In de nota naar aanleiding van het verslag (maart 2011) stelde de Minister dat de Aanbestedingswet niet het juiste kader is om dit te regelen: «De Europese aanbestedingsrichtlijnen zien op de aanbestedingsrechtelijke verplichtingen van de overheid als geheel; de verplichtingen van IAO-verdrag nr. 94 betreffen uitsluitend de centrale overheid».

Deze stelling is feitelijk onjuist: IAO Verdrag nr. 94 richt zich inderdaad tot de centrale overheid maar stelt expliciet dat de lidstaat kan besluiten ook lagere overheden te binden aan de bepalingen van het Verdrag. Juist in geval van Nederland ligt dat erg voor de hand, daar taken die voorheen enkel door de centrale overheid uitgevoerd werden, door delegatie en decentralisatie van centrale overheidstaken naar het lagere niveau, meer en meer op lokaal overheidsniveau plaatsvinden. De nieuwe Aanbestedingswet is daarom juist de plek om de implementatie van IAO Verdrag nr. 94 vorm te geven.
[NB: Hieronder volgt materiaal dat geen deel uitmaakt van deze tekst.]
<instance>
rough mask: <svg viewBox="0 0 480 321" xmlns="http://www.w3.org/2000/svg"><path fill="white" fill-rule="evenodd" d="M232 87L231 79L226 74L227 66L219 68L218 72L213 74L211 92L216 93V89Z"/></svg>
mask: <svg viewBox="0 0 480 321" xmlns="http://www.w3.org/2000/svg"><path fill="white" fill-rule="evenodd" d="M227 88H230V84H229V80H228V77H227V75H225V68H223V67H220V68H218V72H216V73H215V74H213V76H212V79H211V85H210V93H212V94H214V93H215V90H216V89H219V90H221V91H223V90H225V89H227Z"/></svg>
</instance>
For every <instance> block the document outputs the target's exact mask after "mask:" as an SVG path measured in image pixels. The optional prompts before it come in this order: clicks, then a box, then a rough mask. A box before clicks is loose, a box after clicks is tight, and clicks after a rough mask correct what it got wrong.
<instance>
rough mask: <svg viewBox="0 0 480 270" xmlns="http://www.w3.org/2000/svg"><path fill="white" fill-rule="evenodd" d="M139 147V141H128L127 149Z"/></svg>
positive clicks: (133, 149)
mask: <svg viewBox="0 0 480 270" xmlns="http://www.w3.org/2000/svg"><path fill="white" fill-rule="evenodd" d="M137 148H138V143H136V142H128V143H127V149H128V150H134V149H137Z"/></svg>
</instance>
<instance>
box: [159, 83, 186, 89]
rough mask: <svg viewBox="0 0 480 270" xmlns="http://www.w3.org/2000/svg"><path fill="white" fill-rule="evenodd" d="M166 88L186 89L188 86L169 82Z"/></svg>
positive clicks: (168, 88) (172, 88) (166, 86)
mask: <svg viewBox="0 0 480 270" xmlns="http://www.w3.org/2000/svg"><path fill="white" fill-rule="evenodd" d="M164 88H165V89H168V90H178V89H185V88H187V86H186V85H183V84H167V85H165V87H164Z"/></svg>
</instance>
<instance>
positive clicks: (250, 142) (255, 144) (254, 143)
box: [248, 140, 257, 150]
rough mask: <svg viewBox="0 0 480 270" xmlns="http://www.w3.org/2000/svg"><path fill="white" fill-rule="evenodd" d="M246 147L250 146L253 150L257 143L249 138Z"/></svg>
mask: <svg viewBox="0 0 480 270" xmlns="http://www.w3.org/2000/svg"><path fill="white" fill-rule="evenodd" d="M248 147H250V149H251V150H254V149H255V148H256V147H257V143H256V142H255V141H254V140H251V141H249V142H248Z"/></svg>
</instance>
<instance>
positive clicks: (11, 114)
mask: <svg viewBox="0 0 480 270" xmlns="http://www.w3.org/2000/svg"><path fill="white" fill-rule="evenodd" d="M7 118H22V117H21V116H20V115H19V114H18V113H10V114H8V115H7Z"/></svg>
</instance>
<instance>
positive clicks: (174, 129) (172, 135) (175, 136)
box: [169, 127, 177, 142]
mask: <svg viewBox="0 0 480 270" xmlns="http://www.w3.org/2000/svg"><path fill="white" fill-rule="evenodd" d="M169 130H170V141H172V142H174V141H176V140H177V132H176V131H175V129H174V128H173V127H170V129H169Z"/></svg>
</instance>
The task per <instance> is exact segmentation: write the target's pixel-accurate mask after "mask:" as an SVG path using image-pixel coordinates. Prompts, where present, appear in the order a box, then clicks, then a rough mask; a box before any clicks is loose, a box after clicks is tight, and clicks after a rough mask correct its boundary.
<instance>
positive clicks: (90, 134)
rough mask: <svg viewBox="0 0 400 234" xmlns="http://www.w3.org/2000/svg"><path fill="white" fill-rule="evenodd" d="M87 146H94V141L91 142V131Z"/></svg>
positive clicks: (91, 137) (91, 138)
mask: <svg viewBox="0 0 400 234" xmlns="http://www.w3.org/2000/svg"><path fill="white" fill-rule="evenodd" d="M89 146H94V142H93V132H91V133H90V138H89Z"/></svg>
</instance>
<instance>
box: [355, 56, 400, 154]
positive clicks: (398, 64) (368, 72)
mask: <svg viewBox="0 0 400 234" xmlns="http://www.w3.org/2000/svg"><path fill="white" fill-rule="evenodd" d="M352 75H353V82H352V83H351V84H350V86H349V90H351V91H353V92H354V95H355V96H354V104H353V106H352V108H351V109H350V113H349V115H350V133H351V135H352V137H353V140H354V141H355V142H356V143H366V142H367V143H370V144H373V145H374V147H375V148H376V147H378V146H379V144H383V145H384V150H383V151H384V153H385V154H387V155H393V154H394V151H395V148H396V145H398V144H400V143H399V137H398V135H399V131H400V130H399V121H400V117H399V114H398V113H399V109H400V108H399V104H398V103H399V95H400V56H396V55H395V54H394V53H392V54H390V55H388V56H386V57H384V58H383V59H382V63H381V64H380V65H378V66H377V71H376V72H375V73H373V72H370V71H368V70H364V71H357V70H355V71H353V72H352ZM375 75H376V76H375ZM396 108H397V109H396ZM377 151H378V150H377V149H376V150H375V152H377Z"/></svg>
De Minister stelde tevens dat de verantwoordelijkheid voor de naleving van IAO Verdrag nr. 94 eigenlijk bij sociale partners ligt. Inderdaad hebben sociale partners de eigen verantwoordelijkheid goede cao’s af te sluiten en toe te zien op de naleving daarvan. Maar IAO Verdrag nr. 94 ziet op de specifieke publieke overheidstaak om de markt ten voorbeeld te dienen door bij aanbestedingen en concessies duidelijk te maken dat de beste arbeidsvoorwaardelijke bepalingen uit CAO’s nageleefd moeten worden: «The idea behind the adoption of an ILO standard on labour clauses in public contracts is that public authorities, in contracting for the execution of construction works, or for the supply of goods and services, should concern themselves with the working conditions under which the operations in question are carried out. The concern stems from the fact that government contracts are usually awarded to the lowest bidder and that contractors may be tempted, in view of the competition involved, to economize on labour costs. In such contexts, it is generally recognized that governments should not be seen as entering into contracts involving the employment of workers under conditions below a certain level of social protection, but, on the contrary, as setting an example by acting as model employers».

Het gaat het dus niet om de inhoud van de cao-bepalingen, maar om de publieke taak van de overheid om de markt tot voorbeeld te dienen en concurrentie op cao-loon te voorkomen. Deze overheidsverantwoordelijkheid staat los van en naast die van sociale partners.